The category blind spot in Kournikova’s Adidas contract.
In 2000, Anna Kournikova was the most recognised athlete in the world and the highest-paid female athlete on the planet. Adidas had her on a full apparel deal.
So when a sports bra company called Shock Absorber approached her agents at Octagon about a campaign, Octagon almost didn’t take the meeting.
The hack this week comes from my friend Clifford Bloxham at Octagon. Clifford has been responsible for some of the best sports marketing and management deals over his time, and has helped me with several sections of the Sports Business Accelerator.
Shock Absorber were eventually given about thirty minutes over lunch at the end of a shoot day with another brand, because Octagon didn’t think the budget was there, and didn’t expect the conversation to go anywhere.
Shock Absorber pitched their idea, Anna as the face of a sports bra campaign. It was initially dismissed because of the Adidas deal until one sharp observer noted that the Adidas contract didn’t preclude a third-party sports bra deal.
It wasn’t that Adidas had been careless, rather that sports bras weren’t considered a sportswear category in 2000. Nobody had thought to lock the category because commercially, the category barely existed yet. The same was true of base layers before Under Armour built an empire out of them.
Shock Absorber’s marketing director came back with an offer that put her entire career on the line. She was trying to get her company to spend more on Anna than they had ever spent on anything.
And it worked spectacularly.
Shock Absorber more than doubled their global sales in year one. They broke into the US market where they had never previously sold a single unit, and America became their biggest territory. And the campaign itself, only the ball should bounce, is still remembered over twenty years later.
THERE ARE 4 LESSONS INSIDE THIS STORY:
1. Category exclusivity is always moving
2 weeks ago we looked at category creep from the brand’s side, how boot deals have quietly expanded to cover swimwear, underwear and sleepwear. This is the same concept but from the opposite side of the table. A new category emerges, the dominant brand hasn’t locked it yet, and a challenger walks in and builds an entire business around it.
Shock Absorber did it with sports bras. Under Armour did it with base layers. After the Kournikova deal ended, Adidas and Nike closed this loop hole for good.
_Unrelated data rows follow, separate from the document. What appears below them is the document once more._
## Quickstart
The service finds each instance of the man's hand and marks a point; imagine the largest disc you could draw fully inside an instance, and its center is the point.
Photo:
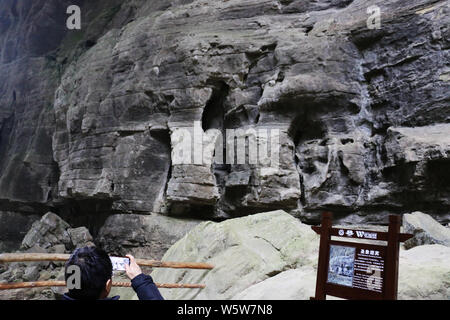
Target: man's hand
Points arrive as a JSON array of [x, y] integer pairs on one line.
[[133, 270]]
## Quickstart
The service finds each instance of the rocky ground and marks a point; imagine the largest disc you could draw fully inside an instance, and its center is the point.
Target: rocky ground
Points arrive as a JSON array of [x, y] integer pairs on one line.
[[89, 119]]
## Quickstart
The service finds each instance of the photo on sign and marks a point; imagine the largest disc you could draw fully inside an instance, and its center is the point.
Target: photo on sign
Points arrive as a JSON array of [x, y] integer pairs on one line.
[[341, 265]]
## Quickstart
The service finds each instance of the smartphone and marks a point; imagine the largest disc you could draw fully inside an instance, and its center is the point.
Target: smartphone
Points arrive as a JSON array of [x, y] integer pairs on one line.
[[119, 263]]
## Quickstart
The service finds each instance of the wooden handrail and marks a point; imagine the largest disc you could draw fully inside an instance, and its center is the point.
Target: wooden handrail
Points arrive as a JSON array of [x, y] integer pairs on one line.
[[48, 284], [38, 257]]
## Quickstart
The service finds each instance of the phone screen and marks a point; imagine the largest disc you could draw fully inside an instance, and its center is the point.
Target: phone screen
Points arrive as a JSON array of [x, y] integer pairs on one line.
[[119, 263]]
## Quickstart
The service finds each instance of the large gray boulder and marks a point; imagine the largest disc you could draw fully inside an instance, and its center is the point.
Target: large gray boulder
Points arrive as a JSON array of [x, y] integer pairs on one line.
[[244, 251], [424, 273], [295, 284], [144, 236], [425, 229]]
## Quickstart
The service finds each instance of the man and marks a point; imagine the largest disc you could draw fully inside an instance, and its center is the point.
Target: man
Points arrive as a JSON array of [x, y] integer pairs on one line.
[[96, 277]]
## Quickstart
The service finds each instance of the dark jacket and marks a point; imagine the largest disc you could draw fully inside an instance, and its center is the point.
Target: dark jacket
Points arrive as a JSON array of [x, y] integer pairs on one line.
[[143, 285]]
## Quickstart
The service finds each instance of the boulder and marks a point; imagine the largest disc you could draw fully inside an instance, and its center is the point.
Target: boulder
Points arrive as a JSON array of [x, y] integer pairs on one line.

The categories keep emerging. Recovery tech, Wearables, Sleep, AI, etc. Your job, whether you represent the athlete or the brand, is to know which categories aren’t locked in and scrutinise the contract.
2. Take the meeting
Octagon nearly cancelled twice. The only reason the meeting happened at all was that Shock Absorber kept pushing.
Five people ended up on the right side of that half-hour lunch. Shock Absorber more than doubled their sales and broke the US. Kournikova got royalty upside on every unit sold. Octagon banked a defining year. The Shock Absorber marketing director who put her whole career on the line walked away vindicated.
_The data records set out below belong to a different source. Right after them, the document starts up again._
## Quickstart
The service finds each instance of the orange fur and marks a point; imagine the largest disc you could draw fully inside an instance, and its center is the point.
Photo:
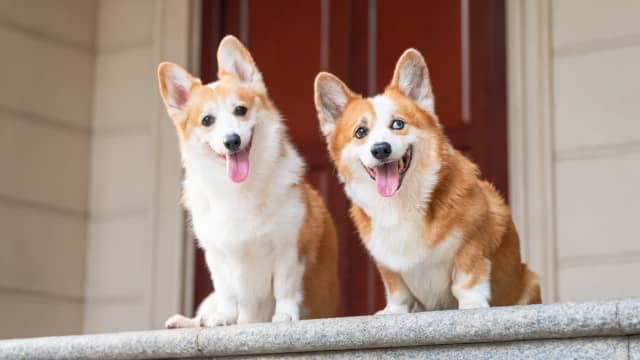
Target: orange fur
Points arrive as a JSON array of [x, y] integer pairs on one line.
[[317, 243], [459, 201]]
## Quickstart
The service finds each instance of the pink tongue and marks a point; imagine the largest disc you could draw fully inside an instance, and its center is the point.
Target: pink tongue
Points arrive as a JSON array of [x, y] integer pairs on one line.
[[238, 166], [387, 179]]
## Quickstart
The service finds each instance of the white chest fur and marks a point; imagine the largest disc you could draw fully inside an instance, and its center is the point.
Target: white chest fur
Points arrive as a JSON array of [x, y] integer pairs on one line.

Five winners from a meeting nobody wanted to take.
3. When you have the leverage, take the upside.
The royalty on every sale is what turned Anna’s deal from a standard endorsement into a serious commercial outcome. She could only demand that because she had the dominant negotiating position. Shock Absorber needed her far more than she needed them.
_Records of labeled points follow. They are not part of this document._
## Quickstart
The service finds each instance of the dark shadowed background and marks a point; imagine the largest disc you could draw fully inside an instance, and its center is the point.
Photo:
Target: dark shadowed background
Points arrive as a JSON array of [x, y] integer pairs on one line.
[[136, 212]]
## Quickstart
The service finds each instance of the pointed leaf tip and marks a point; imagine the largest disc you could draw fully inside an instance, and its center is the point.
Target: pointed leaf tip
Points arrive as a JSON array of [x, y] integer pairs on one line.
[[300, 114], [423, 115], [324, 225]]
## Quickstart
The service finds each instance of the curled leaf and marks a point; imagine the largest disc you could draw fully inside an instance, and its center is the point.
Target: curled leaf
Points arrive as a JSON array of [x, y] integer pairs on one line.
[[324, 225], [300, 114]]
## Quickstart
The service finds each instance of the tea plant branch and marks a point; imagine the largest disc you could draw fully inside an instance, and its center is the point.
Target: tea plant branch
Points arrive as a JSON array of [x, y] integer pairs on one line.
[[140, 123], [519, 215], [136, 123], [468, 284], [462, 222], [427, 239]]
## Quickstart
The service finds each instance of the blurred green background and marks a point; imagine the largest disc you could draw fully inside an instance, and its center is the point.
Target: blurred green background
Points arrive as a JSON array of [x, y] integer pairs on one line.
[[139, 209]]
It’s not dissimilar to Michael Jordan’s original Nike deal in 1984. Nike wanted him so badly that his agent was able to secure a royalty on every pair of Air Jordans sold. That one clause has since generated billions for Jordan and built one of the largest licensing businesses in the history of sport.
When your athlete is the one the brand needs, don’t settle for the fee. Take a share of the upside. Royalties, equity, option structures, the vehicle depends on the brand. The fee is just the floor.
4. Activation is as important as the Rights.
Only the ball should bounce is probably why most people still remember that Kournikova campaign. That advert gave the brand visibility that travelled far beyond the point of sale.
Most endorsement deals fail when brands spend the entire budget acquiring the rights, then have nothing left to bring the partnership to life. The athlete’s face ends up on a poster, a half-built campaign runs for six weeks, and the deal fades away.
The lesson from the brand side is to always reserve a substantial portion of the budget for activation. A smaller rights deal with a proper activation budget will consistently beat a larger rights deal with nothing left over to tell the story.
CLIFFORD'S LESSON FROM THE KOURNIKOVA DEAL:
If someone wants to spend money with one of your athletes, just take the meeting, even if you think it might not be going anywhere.